"We do not take hostages"

The U.S. denies that two Iraqi women seized by the Army were to be used as bargaining chips for their fugitive male relatives.

Published April 11, 2005 3:14PM (EDT)

American troops were accused Sunday of violating international law by taking two Iraqi women hostage in a bungled effort to persuade fugitive male relatives to surrender. Soldiers seized a mother and daughter from their home in Baghdad two weeks ago and allegedly left a note on the gate: "Be a man Muhammad Mukhlif and give yourself up and then we will release your sisters. Otherwise they will spend a long time in detention." It was signed "Bandit 6," apparently a military code, and gave a mobile-phone number. When phoned by reporters an American soldier answered, but he declined to take questions and hung up.

Salima al-Batawi, 60, and her daughter Aliya, 35, were blindfolded, handcuffed and driven away in a Humvee convoy on April 2, leaving the Arab Sunnis of Taji, a town north of the capital, incandescent. Instead of surrendering, her sons Ahmad, Saddam and Arkan alerted the media. None of them is called Muhammad, but it is believed that the note referred to Ahmad and that the Americans wanted all three brothers.

The brothers have spent time in Abu Ghraib jail, but have not been charged and say they are citrus farmers with no connection to the insurgency.

Lt. Col, Clifford Kent, of the 3rd Infantry Division, said the women had been seized as suspected insurgents in their own right and not as a bargaining chip. "We do not take hostages. Sources told us the women were present during meetings to plan attacks against coalition forces and that they had knowledge of terror cell leaders and the location of weapons caches in the area." He said there is a separate inquiry into Bandit 6's note, which was handwritten in Arabic.

After six days in a U.S. jail near Baghdad airport the women were released without charge, but they could be rearrested if a continuing investigation implicated them, Lt. Col. Kent said.

Nicole Choueiry, of Amnesty International, said: "I do not think it is the first time. It is against international law to take civilians and use them as bargaining chips."

Detaining women has become an explosive issue in Iraq. A statement purportedly from militant Abu Musab al-Zarqawi said a recent rocket attack by insurgents on Abu Ghraib was partly to avenge the incarceration of women. U.S. officials say there are no longer any female inmates in the jail, made notorious by the abuses revealed last year, including evidence of sexual misconduct against women.

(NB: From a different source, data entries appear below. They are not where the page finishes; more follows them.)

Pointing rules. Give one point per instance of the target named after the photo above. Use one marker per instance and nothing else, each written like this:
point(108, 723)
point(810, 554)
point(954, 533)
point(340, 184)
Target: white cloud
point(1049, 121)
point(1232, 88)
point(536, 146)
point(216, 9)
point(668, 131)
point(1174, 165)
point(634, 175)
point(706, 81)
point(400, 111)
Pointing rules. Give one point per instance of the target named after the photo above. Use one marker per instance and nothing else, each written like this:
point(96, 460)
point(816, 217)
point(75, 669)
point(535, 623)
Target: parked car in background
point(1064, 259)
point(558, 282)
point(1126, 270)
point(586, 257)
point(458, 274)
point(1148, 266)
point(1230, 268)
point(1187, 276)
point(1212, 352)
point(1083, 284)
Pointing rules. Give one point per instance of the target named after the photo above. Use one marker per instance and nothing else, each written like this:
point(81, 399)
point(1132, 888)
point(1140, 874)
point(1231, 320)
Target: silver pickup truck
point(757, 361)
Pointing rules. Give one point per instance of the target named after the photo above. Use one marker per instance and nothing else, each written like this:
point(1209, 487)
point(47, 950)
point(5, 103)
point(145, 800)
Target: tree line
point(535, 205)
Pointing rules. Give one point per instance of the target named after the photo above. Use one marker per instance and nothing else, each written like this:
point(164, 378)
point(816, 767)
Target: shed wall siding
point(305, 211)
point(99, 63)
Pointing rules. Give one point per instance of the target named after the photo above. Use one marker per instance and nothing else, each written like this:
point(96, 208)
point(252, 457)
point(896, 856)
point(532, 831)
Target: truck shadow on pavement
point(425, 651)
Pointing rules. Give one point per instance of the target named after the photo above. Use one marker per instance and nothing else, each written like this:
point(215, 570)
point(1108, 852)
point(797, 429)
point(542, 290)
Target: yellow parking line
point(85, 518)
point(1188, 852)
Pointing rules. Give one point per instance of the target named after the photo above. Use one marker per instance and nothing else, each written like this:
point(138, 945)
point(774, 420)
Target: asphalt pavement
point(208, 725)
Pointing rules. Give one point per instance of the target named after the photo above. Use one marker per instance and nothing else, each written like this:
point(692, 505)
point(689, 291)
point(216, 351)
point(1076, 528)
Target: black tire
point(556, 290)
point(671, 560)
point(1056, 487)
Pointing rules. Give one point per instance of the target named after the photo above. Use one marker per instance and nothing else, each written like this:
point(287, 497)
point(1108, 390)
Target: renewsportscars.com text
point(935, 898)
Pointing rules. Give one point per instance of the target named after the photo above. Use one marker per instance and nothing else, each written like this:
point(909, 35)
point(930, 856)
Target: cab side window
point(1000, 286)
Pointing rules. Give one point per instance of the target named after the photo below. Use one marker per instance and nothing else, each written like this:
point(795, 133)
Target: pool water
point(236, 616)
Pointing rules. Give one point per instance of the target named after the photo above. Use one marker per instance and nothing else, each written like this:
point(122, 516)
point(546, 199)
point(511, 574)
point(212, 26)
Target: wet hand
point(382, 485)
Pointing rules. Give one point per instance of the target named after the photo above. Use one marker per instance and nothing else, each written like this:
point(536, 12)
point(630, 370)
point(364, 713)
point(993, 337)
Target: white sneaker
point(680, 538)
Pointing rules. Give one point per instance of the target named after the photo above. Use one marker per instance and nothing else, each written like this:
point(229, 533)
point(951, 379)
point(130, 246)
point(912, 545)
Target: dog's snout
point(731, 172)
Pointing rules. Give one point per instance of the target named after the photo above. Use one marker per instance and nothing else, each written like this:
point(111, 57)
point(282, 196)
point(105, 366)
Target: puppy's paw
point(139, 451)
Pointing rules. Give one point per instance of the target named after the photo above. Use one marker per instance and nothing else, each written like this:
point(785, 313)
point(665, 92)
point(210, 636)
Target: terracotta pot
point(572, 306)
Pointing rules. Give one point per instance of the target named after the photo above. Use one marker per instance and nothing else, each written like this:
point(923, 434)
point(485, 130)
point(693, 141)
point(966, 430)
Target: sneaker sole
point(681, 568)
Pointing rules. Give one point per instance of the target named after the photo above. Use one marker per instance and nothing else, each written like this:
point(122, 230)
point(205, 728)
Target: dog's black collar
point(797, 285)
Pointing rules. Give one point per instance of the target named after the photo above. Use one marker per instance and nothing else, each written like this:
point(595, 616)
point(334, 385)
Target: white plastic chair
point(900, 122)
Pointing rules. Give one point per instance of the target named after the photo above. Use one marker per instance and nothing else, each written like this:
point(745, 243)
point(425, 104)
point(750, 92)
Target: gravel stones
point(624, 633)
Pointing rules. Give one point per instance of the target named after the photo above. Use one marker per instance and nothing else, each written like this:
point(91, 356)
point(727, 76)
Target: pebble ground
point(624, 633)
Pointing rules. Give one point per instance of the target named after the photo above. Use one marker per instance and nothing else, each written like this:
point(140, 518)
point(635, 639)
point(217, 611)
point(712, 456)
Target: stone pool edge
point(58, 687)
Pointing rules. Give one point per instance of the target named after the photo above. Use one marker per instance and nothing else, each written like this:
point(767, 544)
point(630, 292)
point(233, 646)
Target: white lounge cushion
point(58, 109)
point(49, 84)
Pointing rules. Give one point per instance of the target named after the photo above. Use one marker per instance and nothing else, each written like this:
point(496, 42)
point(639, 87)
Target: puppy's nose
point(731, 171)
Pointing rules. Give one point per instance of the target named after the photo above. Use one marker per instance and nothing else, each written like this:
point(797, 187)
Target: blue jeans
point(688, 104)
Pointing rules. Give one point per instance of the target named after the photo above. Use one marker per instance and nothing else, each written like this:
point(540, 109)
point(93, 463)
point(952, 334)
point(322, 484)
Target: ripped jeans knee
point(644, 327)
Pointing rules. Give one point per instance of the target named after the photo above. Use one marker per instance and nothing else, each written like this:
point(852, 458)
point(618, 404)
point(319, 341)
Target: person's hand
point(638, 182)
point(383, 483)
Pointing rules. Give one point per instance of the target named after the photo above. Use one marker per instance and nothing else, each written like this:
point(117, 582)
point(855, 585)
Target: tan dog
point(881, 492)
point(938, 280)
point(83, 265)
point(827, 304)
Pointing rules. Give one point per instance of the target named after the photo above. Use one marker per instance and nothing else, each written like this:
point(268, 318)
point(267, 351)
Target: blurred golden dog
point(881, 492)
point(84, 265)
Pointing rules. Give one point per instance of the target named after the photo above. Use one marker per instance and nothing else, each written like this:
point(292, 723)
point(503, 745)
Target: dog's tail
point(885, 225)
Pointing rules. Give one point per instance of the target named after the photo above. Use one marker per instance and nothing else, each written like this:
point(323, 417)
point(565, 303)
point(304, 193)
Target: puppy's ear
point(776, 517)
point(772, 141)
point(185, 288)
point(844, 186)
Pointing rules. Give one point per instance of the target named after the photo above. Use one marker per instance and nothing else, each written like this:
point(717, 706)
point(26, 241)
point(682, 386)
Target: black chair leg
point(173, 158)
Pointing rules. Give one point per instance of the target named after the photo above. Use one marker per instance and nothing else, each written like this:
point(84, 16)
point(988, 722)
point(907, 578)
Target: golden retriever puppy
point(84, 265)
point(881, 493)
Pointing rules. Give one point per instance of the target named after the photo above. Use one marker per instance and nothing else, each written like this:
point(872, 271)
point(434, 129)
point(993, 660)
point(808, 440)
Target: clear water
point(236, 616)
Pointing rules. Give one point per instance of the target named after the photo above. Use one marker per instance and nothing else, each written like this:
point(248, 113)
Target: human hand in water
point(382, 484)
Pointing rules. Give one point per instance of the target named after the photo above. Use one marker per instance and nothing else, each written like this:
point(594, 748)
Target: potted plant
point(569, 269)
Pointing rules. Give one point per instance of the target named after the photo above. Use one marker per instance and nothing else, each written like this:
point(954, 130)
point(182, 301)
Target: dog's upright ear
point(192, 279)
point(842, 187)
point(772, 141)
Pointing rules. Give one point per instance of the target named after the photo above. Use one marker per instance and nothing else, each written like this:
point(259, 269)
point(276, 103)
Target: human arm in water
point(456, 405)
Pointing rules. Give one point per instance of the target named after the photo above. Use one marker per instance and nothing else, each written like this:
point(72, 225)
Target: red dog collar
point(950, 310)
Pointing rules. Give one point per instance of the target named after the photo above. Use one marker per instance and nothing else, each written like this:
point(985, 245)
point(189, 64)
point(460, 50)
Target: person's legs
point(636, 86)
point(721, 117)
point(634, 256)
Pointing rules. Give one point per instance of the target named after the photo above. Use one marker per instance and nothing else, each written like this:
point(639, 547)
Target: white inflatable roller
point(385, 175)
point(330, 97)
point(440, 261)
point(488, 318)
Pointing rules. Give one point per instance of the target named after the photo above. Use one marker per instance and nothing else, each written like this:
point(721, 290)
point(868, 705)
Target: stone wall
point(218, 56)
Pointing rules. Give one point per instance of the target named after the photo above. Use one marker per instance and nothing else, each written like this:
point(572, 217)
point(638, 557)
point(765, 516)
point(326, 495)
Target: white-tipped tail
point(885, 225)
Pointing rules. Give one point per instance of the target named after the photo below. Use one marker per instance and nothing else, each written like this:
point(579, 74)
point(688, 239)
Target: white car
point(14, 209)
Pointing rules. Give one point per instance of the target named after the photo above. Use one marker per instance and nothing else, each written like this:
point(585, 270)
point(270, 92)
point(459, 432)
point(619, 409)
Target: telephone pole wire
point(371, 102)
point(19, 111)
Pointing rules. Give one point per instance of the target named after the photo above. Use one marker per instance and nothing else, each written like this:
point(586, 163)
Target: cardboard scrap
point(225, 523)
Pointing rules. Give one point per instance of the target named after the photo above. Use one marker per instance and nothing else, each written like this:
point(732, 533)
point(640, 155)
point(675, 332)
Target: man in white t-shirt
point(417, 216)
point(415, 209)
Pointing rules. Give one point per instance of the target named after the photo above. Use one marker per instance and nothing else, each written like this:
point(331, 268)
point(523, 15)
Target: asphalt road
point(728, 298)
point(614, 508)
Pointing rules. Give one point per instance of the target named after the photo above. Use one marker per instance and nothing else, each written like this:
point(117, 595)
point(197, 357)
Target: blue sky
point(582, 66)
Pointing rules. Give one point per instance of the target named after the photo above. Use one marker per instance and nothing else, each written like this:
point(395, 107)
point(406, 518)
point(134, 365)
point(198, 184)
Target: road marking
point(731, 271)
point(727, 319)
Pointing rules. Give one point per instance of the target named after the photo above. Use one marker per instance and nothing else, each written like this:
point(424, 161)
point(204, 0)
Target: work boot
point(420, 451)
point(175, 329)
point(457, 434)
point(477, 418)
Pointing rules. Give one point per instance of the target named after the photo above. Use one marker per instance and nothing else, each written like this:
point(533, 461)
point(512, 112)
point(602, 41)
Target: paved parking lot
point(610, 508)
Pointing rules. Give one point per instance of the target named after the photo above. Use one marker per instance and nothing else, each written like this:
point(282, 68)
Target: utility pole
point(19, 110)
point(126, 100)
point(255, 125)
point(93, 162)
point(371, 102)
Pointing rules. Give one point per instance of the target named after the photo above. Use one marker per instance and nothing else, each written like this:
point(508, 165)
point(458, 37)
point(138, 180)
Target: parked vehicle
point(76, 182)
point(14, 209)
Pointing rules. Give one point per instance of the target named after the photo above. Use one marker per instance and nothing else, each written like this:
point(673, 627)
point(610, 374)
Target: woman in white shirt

At home Sunday, Batawi said the Americans threatened to hold her until her sons surrendered, but treated her and her daughter with respect. "They carried out a professional investigation. We found beds with clean sheets and copies of the Koran and bottles of water in a big room." But she felt humiliated by being forced to wear an orange prison uniform without a head scarf and resented being asked whether she was Shiite or Sunni.

A militant group said Sunday that it had kidnapped the deputy of the Pakistani chargé d'affaires in Baghdad, Malik Mohammad Javed. Another group said it had captured and killed Basem Mohammed Kadem, an Iraqi brigadier general.